Sehubungan dengan alasan adanya perbedaan tingkat kemampuan dan memperhatikan kecenderungan setiap orang yang memerlukan petunjuk darinya, Buddha sering bersyair dan mendongeng. Sudah tentu ia bukan pengarang cerita, dan tidak bermaksud menjadi sastrawan. Kumpulan cerita Buddha diakui merupakan bagian dari tiga keranjang kitab suci Tipitaka, namanya Jataka. Sedikitnya terdapat 547 judul cerita yang terhimpun dalam kitab itu. Orang-orang boleh menyangkal suatu ajaran atau kebenaran, tetapi ia mungkin tidak menolak suatu cerita dan karya sastra lain.

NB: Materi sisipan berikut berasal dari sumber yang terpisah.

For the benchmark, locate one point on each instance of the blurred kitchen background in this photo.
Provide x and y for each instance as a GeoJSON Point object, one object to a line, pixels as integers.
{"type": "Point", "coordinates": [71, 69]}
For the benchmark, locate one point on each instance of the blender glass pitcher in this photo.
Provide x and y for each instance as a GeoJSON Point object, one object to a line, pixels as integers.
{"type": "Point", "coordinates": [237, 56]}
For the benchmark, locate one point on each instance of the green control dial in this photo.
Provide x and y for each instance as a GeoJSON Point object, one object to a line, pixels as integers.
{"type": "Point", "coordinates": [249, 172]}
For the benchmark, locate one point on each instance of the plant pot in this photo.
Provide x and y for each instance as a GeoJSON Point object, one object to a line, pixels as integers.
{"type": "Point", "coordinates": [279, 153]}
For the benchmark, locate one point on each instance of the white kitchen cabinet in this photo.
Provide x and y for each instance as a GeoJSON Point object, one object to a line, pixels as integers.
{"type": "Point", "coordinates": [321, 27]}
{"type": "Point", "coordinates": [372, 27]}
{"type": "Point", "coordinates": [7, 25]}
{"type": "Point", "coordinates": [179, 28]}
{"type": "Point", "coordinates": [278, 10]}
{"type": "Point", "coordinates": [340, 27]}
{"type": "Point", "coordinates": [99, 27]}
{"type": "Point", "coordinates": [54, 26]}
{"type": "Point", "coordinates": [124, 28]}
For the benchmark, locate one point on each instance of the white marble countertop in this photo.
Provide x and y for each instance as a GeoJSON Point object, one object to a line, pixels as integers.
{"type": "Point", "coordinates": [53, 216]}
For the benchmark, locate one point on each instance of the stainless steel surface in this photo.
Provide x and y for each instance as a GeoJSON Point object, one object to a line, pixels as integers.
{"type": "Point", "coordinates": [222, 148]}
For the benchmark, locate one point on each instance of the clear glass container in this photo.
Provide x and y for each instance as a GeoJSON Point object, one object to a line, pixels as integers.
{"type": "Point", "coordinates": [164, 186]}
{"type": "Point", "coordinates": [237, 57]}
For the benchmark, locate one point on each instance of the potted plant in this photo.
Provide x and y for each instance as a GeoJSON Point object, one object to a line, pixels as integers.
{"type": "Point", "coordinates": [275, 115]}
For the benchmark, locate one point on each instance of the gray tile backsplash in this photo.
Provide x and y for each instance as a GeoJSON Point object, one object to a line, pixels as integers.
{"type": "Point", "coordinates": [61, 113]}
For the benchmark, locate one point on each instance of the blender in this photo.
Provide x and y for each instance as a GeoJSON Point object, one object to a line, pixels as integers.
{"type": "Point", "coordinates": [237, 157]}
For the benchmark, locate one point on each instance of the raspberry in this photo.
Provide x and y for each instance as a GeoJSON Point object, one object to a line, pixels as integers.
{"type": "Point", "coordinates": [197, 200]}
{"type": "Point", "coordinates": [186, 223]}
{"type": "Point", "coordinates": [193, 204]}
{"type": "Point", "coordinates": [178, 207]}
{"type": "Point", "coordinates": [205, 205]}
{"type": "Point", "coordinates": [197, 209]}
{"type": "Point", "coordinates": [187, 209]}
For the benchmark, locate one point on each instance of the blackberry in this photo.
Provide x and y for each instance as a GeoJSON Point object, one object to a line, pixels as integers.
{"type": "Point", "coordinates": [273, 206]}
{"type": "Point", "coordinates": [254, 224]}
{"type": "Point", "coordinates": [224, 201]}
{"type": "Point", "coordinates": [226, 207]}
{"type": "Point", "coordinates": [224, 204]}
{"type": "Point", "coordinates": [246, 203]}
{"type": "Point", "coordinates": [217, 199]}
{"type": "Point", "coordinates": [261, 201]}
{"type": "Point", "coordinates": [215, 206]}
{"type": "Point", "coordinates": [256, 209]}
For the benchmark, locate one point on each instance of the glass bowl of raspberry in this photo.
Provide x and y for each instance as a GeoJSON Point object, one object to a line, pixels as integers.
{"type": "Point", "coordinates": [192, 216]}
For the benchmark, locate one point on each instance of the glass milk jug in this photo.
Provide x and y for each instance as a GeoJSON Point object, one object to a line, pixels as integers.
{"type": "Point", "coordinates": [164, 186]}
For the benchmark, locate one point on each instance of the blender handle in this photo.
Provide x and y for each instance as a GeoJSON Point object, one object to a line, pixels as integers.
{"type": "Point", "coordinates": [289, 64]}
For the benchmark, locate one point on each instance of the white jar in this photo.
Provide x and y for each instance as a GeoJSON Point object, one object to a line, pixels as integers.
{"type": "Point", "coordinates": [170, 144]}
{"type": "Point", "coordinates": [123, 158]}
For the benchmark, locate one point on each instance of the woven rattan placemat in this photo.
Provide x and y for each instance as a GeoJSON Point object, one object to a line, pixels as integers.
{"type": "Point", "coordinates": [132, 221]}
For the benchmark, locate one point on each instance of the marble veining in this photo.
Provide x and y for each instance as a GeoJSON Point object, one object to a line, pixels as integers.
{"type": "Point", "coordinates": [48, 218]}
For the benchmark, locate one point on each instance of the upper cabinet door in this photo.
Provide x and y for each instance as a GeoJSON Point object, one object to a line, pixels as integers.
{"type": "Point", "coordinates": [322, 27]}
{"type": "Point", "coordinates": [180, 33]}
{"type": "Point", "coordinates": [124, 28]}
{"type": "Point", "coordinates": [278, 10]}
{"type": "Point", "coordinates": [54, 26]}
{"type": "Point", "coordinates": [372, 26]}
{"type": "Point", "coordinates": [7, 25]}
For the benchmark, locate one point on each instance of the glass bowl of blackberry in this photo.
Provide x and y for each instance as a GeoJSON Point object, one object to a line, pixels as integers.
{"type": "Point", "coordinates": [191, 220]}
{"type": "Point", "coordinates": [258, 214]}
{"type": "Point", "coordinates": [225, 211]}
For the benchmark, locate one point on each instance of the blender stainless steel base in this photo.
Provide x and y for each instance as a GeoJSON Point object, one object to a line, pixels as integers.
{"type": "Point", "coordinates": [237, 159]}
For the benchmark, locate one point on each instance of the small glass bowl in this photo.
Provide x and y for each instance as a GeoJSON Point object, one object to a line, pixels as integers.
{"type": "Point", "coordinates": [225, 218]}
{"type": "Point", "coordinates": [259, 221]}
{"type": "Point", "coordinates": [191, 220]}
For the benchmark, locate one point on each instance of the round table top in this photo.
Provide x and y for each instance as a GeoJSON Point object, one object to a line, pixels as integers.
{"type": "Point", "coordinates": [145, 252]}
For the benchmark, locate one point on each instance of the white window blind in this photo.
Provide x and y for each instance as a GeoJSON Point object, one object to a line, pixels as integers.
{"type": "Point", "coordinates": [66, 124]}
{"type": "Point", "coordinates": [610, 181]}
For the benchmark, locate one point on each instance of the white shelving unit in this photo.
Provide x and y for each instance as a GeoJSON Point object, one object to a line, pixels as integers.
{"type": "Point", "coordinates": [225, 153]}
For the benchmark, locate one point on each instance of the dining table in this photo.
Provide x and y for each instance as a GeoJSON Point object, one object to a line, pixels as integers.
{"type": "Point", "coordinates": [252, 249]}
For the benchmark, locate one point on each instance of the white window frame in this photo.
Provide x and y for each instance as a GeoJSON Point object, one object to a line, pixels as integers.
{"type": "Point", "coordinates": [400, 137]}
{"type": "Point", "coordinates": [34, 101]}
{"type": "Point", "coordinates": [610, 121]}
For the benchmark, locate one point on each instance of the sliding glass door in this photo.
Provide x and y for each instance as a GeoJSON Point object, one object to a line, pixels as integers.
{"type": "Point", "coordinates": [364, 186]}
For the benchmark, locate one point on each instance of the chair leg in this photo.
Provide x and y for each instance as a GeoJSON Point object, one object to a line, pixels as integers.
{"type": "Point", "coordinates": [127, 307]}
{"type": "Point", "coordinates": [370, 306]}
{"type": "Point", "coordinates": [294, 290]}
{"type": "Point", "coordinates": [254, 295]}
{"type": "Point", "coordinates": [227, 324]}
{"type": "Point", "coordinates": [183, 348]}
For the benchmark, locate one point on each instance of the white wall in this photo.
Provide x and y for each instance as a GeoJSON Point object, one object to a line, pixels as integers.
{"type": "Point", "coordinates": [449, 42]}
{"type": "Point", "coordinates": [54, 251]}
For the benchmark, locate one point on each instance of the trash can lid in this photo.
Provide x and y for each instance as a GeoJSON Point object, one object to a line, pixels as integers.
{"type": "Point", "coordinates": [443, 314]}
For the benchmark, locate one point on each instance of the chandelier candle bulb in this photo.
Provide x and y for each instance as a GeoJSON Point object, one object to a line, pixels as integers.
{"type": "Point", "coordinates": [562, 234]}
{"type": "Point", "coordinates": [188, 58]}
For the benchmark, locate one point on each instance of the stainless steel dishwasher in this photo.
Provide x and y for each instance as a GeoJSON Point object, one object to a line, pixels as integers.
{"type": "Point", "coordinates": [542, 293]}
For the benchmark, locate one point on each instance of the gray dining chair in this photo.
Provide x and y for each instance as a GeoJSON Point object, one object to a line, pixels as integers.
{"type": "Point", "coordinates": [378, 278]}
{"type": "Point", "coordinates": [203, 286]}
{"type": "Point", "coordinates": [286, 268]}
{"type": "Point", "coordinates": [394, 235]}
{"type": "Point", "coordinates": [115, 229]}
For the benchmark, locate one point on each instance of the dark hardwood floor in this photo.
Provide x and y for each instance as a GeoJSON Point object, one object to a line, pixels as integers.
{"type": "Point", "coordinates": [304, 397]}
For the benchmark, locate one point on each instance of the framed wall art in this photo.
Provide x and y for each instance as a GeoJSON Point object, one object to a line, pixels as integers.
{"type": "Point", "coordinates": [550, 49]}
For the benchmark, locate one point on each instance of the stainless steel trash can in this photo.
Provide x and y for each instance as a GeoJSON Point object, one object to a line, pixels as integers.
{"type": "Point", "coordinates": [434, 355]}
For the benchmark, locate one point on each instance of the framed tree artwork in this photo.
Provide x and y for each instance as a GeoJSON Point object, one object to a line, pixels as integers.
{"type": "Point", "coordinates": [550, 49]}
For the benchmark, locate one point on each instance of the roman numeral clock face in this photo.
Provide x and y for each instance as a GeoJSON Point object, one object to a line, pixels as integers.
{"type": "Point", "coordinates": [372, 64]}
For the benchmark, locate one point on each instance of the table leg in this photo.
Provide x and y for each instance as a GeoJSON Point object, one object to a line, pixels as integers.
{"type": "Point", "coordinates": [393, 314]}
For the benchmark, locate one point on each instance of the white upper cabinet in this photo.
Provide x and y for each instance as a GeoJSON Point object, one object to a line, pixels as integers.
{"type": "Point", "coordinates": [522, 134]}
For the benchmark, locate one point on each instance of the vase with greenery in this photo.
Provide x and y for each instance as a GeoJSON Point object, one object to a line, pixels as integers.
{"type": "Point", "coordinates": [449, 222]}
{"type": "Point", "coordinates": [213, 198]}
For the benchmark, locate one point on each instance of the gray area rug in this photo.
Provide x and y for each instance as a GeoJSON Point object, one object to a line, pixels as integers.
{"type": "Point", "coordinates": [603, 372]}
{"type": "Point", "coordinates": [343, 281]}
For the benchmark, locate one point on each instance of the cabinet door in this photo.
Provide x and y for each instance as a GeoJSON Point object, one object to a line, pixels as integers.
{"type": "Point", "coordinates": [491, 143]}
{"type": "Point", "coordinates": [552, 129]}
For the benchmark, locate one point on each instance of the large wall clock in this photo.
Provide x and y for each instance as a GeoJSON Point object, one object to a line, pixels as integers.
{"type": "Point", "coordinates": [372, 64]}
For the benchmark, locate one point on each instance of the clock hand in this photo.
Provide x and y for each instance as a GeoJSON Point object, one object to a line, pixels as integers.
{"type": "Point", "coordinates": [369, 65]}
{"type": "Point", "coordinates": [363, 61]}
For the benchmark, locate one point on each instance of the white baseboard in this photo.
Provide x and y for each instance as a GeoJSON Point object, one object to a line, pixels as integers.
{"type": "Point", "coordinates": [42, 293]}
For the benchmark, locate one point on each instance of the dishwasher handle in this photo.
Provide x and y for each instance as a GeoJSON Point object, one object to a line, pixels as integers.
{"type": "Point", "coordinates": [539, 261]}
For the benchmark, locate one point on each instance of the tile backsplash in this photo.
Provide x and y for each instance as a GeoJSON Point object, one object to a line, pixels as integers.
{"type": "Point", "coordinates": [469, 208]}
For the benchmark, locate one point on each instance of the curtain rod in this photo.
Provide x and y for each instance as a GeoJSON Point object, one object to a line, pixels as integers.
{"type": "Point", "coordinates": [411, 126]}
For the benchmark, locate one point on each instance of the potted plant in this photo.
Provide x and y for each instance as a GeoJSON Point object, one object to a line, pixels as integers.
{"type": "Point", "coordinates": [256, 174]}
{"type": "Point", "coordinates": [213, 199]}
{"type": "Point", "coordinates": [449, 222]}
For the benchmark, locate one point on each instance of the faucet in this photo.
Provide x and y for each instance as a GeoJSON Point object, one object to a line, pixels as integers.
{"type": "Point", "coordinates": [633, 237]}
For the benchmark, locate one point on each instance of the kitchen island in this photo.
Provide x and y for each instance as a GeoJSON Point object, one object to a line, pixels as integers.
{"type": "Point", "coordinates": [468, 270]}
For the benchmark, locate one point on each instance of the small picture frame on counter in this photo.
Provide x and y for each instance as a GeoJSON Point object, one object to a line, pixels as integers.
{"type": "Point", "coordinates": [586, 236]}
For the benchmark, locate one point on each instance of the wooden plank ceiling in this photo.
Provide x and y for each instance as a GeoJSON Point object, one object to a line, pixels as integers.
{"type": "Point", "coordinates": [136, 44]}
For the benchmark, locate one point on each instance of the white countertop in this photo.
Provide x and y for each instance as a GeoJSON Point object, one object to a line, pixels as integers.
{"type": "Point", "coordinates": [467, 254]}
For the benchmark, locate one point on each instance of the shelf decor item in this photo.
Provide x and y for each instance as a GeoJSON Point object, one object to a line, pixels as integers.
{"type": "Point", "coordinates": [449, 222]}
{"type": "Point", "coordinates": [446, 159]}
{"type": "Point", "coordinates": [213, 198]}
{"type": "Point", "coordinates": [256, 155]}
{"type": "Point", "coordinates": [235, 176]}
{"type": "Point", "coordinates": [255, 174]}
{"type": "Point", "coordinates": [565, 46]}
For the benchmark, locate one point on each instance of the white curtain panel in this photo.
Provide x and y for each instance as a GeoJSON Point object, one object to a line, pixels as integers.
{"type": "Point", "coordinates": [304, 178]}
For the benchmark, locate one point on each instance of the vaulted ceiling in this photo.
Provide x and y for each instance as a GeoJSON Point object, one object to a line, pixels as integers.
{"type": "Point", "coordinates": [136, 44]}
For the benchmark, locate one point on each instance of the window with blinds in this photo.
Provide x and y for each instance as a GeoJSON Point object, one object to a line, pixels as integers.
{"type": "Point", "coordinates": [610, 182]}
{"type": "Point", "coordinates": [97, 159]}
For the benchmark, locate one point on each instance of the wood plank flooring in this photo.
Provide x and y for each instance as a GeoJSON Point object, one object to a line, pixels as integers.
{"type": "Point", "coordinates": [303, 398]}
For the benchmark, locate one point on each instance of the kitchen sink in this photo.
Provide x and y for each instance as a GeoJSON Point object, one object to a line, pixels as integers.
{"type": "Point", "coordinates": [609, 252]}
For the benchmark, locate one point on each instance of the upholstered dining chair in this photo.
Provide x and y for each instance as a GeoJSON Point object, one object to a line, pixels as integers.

Pandangan yang sama dapat diberlakukan untuk seni musik, tari, dan teater.
Jean-Paul Sartre pernah bertanya: Apa yang dapat dilakukan kesusastraan bagi orang yang kelaparan? Kita tahu, karya sastra dan kesenian pada umumnya, sama saja tidak akan mendapatkan perhatian dari orang-orang yang lapar. Tetapi kesenian harus mendorong orang-orang yang cukup kenyang ikut memikirkan nasib orang-orang yang lapar. Kesenian merupakan sarana efektif untuk membawa penerangan rohani. Untuk itu diperlukan kebebasan berkreasi yang selalu berpijak pada landasan moral.